Y de nuevo sonó su teléfono. Oírle le resultaba tan relajante como excitante. Esa tranquilidad que le daba el saberle ahí y a la vez la inquietud de no tenerle, era tan mortificante como placentera. Él le pedía que no pensara en nada, que se dejara llevar y que le imaginara allí, junto a ella en aquella cama, sin cuya presencia parecía vacía. Era como una lucha entre dos partes de ella misma. Una, que quería dejarse llevar por la invitación de sus palabras, abandonarse a acariciar su cuerpo con el deseo que él describía. Y la otra, la que le impedía hacerlo, la que se negaba a imaginarle allí y reclamaba a gritos su presencia, la de su cuerpo, la de su carne. Ella no quería pensarle, ella deseaba que estuviera allí, de verdad, con la piel pegada a la suya, boca con boca, sexo con sexo. Y en ese enfrentamiento de sus dos yo, rompió a llorar como una niña, ahogada entre lágrimas y gemidos, entre temblores y escalofríos.

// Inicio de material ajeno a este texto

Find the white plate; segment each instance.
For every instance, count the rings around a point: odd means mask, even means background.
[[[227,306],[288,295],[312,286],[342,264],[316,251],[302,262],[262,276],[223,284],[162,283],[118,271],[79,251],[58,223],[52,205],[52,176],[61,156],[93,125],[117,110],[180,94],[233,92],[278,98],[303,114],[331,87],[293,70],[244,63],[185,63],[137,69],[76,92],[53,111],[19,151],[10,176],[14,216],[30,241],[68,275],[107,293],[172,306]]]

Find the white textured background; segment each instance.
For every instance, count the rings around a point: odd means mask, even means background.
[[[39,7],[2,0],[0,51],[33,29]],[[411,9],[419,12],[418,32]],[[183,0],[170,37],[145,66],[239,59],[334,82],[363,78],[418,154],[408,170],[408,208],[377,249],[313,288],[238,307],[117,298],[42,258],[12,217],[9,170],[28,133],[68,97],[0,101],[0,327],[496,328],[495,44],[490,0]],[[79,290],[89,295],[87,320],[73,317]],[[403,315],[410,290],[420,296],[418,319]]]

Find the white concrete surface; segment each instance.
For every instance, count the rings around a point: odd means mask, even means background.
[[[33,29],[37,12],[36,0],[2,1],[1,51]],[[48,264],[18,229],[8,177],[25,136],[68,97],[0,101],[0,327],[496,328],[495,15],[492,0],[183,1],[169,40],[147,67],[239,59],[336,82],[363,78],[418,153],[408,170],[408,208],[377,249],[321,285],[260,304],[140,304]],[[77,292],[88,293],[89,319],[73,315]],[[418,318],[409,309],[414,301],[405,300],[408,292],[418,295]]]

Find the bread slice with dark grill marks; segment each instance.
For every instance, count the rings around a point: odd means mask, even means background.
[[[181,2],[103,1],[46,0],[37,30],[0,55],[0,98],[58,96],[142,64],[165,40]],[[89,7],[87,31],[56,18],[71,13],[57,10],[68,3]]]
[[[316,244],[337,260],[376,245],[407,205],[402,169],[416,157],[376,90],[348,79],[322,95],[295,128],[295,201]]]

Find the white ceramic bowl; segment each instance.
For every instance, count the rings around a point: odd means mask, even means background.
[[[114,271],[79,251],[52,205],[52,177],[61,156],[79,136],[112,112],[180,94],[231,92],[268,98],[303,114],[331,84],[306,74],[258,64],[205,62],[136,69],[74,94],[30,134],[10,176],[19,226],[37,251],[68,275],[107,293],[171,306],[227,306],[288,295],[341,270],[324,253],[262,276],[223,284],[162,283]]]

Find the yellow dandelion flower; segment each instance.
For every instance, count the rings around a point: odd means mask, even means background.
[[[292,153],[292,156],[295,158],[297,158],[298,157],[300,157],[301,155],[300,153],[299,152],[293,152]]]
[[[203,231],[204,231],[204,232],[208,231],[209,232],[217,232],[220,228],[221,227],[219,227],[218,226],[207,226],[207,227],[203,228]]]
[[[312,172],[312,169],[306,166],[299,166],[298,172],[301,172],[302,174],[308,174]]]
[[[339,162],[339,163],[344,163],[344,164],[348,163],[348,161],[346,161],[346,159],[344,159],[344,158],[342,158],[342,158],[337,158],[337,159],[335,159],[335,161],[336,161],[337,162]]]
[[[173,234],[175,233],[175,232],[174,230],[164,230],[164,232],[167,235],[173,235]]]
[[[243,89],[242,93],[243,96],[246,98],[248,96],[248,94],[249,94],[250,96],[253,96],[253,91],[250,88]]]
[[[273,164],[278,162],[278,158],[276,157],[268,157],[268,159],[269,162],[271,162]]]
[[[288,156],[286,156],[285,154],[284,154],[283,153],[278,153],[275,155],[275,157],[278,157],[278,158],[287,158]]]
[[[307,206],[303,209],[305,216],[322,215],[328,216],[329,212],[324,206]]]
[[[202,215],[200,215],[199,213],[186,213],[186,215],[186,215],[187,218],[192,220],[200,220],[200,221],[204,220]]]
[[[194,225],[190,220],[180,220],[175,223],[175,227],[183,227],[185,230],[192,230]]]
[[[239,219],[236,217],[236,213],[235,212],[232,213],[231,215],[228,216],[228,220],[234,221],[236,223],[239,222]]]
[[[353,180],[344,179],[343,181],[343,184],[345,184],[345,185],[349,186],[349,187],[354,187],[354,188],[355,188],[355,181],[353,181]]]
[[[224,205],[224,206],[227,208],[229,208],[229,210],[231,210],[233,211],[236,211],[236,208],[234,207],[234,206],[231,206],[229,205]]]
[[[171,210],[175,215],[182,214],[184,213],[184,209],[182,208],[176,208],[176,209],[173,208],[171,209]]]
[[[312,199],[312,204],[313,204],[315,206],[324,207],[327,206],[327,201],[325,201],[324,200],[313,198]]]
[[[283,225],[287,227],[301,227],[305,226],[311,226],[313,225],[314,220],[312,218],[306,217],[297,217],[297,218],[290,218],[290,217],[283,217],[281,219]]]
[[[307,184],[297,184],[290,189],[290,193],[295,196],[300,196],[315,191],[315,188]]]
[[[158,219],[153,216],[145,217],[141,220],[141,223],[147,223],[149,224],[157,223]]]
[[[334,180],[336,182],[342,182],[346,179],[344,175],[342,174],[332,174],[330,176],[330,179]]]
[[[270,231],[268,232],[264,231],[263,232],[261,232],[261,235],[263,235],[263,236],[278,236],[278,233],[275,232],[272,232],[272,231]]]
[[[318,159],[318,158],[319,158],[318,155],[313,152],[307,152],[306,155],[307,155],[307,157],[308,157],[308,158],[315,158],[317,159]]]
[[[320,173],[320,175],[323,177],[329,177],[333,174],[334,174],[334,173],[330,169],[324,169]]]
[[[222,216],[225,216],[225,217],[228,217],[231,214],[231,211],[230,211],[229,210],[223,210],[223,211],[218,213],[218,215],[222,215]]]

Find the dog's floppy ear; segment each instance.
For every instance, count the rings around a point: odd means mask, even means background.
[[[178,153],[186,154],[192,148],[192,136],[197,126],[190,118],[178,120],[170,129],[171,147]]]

Cerraba las piernas con fuerza, apretando sus rodillas, como si con ese gesto, por un lado se negara el placer que sentía y por otro, no quisiera dejar de sentir el tamboreo que el latir de su propio sexo le proporcionaba. Y resistiéndose una vez más a aquellas imágenes que su propia mente le devolvía, tan pronto pellizcaba sus pezones como se los cubría evitando que cualquier mano que no fuera la suya y estuviera presente se los pellizcara.

Y en esa lucha llegó al orgasmo, envuelta entre las sábanas, regada en un sudor que olía a deseo y a hembra, con el corazón acelerado y clavado entre sus piernas, arañándole las entrañas y quemándole el alma en un quejío.

Tras aquello mil preguntas que sin razón se hacía, mil dudas que la envolvían y de nuevo sus palabras que se dejaban oír al otro lado de la línea telefónica más sosegadas, más tibias, lejanas a las que minutos antes sonaban con intensidad y retumbaban en sus adentros mientras entre lágrimas pedían que la follara y suplicaban que la deseara.

Ya daba igual que él volviera a hablarle de aquella otra mujer, ese fantasma al que ella había empezado a tener miedo y que la devolvía al mundo real cuando, sin quererlo, se abandonaba a pensarle en cualquier momento, aún sabiendo que no debía hacerlo y solo se lo permitía en pequeñas dosis, cuando se desprendía de aquel escudo con el que desde hacía más de un año se había cubierto el cuerpo y el alma para no ser herida.